I really liked Jackie's "proof" for the battery idea, by discussing the Intro Bio lab. I didn't think about it that way, but it's true. Using a naked nerve cord that was "dead" but physiologically active still, is similar to a battery that you can just remove. This way of utilizing the analogy shows that the signals, arguably one of the lowest levels of work in brain, are nothing more than a mechanical/electrical system.

 

I think that an important thing to remember when were talking about action potentials all being the same is that sensory organs are made up of specialized cells. So that while action potentials may all be the same, the cells that are receiving them take that input and translate them to the i-function in different ways.

 

I found our Thursday discussion about action potentials and batteries to be very interesting. What we discussed on the scientific level complements most of what I learned in Intro Bio, but the approach is certainly different. While we certainly covered concentration gradients and the transfer of a message via electric actions between sodium and potassium ions in Intro Bio, we never related such a critical biological process to the function of a battery. I decided to do some further searching to see if there was additional information about action potentials behaving as batteries, and this is what I found:

Wikipedia: "Cell membranes that contain ion channels can be modeled as RC circuits to better understand the propagation of action potentials in biological membranes. In such a circuit, the resistor represents the membrane's ion channels, while the capacitor models the insulating lipid membrane. Variable resistors are used for voltage-gated ion channels, as their resistance changes with voltage. A fixed resistor represents the potassium leak channels that maintain the membrane's resting potential. The sodium and potassium gradients across the membrane are modeled as voltage sources (batteries)"

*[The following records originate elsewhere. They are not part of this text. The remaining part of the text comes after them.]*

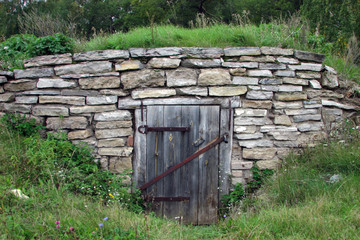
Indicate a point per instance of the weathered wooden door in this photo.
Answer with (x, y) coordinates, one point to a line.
(190, 192)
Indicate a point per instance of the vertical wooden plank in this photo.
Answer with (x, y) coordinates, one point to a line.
(172, 155)
(208, 166)
(225, 152)
(190, 172)
(139, 165)
(155, 156)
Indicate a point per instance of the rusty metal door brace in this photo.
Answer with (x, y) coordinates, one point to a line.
(166, 199)
(145, 129)
(208, 146)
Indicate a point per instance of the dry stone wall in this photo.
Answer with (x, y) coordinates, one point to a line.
(281, 98)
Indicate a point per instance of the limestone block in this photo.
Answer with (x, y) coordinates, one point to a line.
(308, 75)
(7, 97)
(215, 76)
(33, 73)
(3, 79)
(245, 121)
(244, 129)
(143, 78)
(309, 56)
(72, 100)
(152, 93)
(307, 67)
(259, 153)
(282, 120)
(99, 100)
(238, 71)
(315, 84)
(113, 124)
(287, 60)
(227, 91)
(257, 104)
(294, 96)
(277, 128)
(115, 92)
(101, 55)
(240, 51)
(259, 95)
(256, 143)
(113, 133)
(129, 65)
(78, 92)
(99, 82)
(248, 112)
(260, 73)
(181, 77)
(290, 105)
(118, 115)
(290, 88)
(80, 134)
(54, 83)
(47, 60)
(240, 64)
(257, 59)
(119, 151)
(92, 109)
(268, 164)
(56, 123)
(164, 63)
(271, 81)
(55, 111)
(329, 103)
(310, 126)
(20, 85)
(295, 81)
(245, 81)
(248, 136)
(195, 52)
(197, 91)
(112, 142)
(285, 73)
(276, 51)
(272, 66)
(26, 99)
(84, 68)
(18, 108)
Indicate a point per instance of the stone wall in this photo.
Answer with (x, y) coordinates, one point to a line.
(281, 98)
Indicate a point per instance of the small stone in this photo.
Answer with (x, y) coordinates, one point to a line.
(282, 120)
(215, 76)
(227, 91)
(80, 134)
(181, 77)
(164, 63)
(152, 93)
(245, 81)
(240, 51)
(54, 83)
(99, 82)
(259, 95)
(260, 73)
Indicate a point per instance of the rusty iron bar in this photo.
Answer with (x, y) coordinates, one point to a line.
(208, 146)
(145, 129)
(166, 199)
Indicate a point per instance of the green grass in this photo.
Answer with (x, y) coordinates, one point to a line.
(298, 202)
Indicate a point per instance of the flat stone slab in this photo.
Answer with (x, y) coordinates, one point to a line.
(101, 55)
(47, 60)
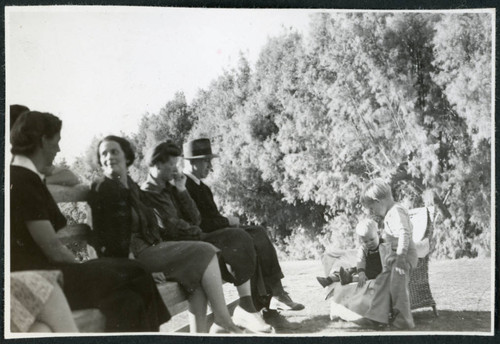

I think this further details the relationship between action potentials and batteries, and thus strengthens our argument. Additionally, a major contributor to the validity of our battery model is, in my opinion, the fact that action potentials can still be produced/measured for some amount of time AFTER the system/organism has died. Clear evidence of this is that students in BMC Intro Bio lab collected action potential data from nerve cords completely cut/removed from earthworms (that died after this 'nerve surgery'). Perhaps the best analogy I can think of is that even when the circuit within a flashlight/battery-powered device ceases to work (for reasons other than dead batteries), one can STILL remove the batteries and use their potential energy to power another device!